CodexBloom - Programming Q&A Platform

GCP Dataflow Pipeline Failing with 'java.lang.IllegalArgumentException: Invalid input data' Error on Avro Files

👀 Views: 64 đŸ’Ŧ Answers: 1 📅 Created: 2025-09-06
gcp dataflow avro bigquery Java

I'm converting an old project and I've tried everything I can think of but I'm currently working on a Google Cloud Dataflow pipeline that reads Avro files from a Google Cloud Storage bucket... The intention is to process these files and write the output to BigQuery. However, I'm encountering a persistent error that states `java.lang.IllegalArgumentException: Invalid input data` when I run the pipeline. I've cross-verified the schema of the Avro files, and they seem to match the expected schema in my pipeline configuration.
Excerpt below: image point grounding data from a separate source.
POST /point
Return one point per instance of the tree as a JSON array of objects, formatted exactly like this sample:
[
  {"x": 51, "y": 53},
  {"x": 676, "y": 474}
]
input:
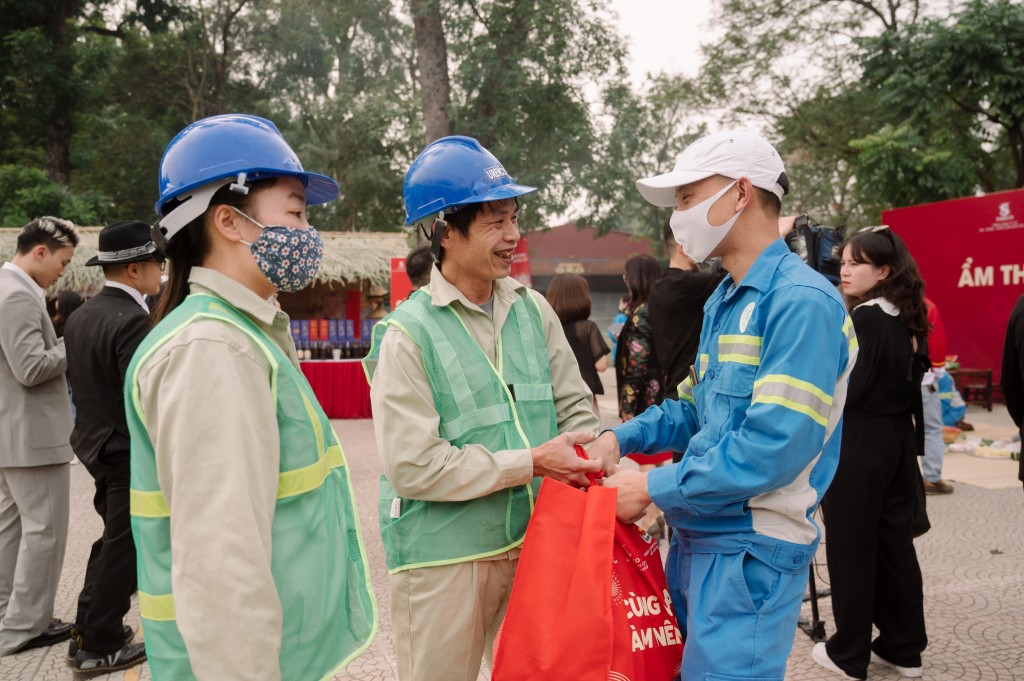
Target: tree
[
  {"x": 968, "y": 70},
  {"x": 645, "y": 133},
  {"x": 521, "y": 71},
  {"x": 770, "y": 55},
  {"x": 431, "y": 59}
]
Here's a snippet of how I'm defining the pipeline: ```java PipelineOptions options = PipelineOptionsFactory.create(); Pipeline p = Pipeline.create(options); p.apply("ReadAvroFiles", AvroIO.read(MyAvroClass.class) .from("gs://my-bucket/data/*.avro")) .apply("TransformData", ParDo.of(new MyTransformFn())) .apply("WriteToBigQuery", BigQueryIO.writeTableRows() .to("my-project:my_dataset.my_table") .withSchema(myBQSchema) .withWriteDisposition(WriteDisposition.WRITE_APPEND)); p.run().waitUntilFinish(); ``` To troubleshoot, I validated the Avro files using the Avro tools library and they are correctly formatted. However, the error persists when executing the Dataflow job. As a next step, I tried specifying the Avro schema explicitly in the `AvroIO.read` method, but it didn't resolve the issue. Additionally, I have ensured that the GCP service account has the necessary permissions to access both Google Cloud Storage and BigQuery. Could this issue be related to the specific Avro file version or some incompatibility between my Avro files and the Dataflow pipeline? Any insights or suggestions on how to debug this would be greatly appreciated. This is part of a larger service I'm building. Has anyone else encountered this? This is for a REST API running on Ubuntu 22.04. Could someone point me to the right documentation? This is part of a larger web app I'm building. Any feedback is welcome!